„Damit beenden wir unsere Zusammenarbeit.“
Mit diesen Worten endet ein Brief des Hamburger Schmidt Theater an den Kabarettisten und Entertainer Kay Ray. Viele Jahre hatte Kay Ray an dem Theater gespielt, aber dann kam der Abend, an dem er diese Worte in seiner Late-Night sprach:
„Wir leben in einem Land, in dem Böhmermann beinahe in den Knast sollte und Helene Fischer mit Preisen überhäuft wird. Das gehört doch umgekehrt.
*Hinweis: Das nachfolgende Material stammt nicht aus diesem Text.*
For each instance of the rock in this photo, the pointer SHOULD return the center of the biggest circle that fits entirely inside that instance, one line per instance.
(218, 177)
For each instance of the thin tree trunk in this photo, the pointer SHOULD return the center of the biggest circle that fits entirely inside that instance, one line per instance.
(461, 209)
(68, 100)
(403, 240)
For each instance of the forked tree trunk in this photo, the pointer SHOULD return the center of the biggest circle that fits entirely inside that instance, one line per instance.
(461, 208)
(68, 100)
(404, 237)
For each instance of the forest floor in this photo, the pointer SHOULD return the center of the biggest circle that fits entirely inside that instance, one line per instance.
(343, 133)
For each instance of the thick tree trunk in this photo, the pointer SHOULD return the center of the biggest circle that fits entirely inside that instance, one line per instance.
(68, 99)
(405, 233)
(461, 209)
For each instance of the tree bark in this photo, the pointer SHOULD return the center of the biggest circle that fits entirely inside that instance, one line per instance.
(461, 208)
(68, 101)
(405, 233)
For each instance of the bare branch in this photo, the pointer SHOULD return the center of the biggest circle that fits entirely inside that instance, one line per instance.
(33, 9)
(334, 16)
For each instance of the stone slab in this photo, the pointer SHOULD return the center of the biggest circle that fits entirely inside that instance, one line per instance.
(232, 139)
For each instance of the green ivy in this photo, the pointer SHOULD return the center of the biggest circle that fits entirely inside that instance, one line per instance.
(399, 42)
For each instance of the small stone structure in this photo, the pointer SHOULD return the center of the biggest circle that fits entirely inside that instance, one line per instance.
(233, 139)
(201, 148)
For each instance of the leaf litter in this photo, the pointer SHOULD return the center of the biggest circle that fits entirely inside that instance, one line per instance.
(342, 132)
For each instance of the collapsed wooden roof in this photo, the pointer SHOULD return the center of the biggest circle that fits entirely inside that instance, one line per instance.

Nein, eigentlich gehören beide in den Knast.
Gut, wie kann Herr Böhmermann auch schreiben, dass Erdogan eine Ziege fickt. Das geht natürlich nicht, vor allem nicht, wo wir genau wissen, dass alle Türken meine Mutter ficken. Was denn? Machen sie mal einen Türken wütend, dann sagt der: „Ich ficke Deine Mutter!“ Die große Frage lautet: Warum wollen die eigentlich alle meine Mutter ficken? Die ist noch gut in Schuss. Sie ist aber 84.
Nun ist meine Mutter ja meine Mutter. Ich bin wie sie. Deshalb hätte sie große Lust, sich von einer Horde Türken durchraspeln zu lassen. Sie hat aber keine Zeit. Sie sitzt auf dem Fernseher und guckt Sofa.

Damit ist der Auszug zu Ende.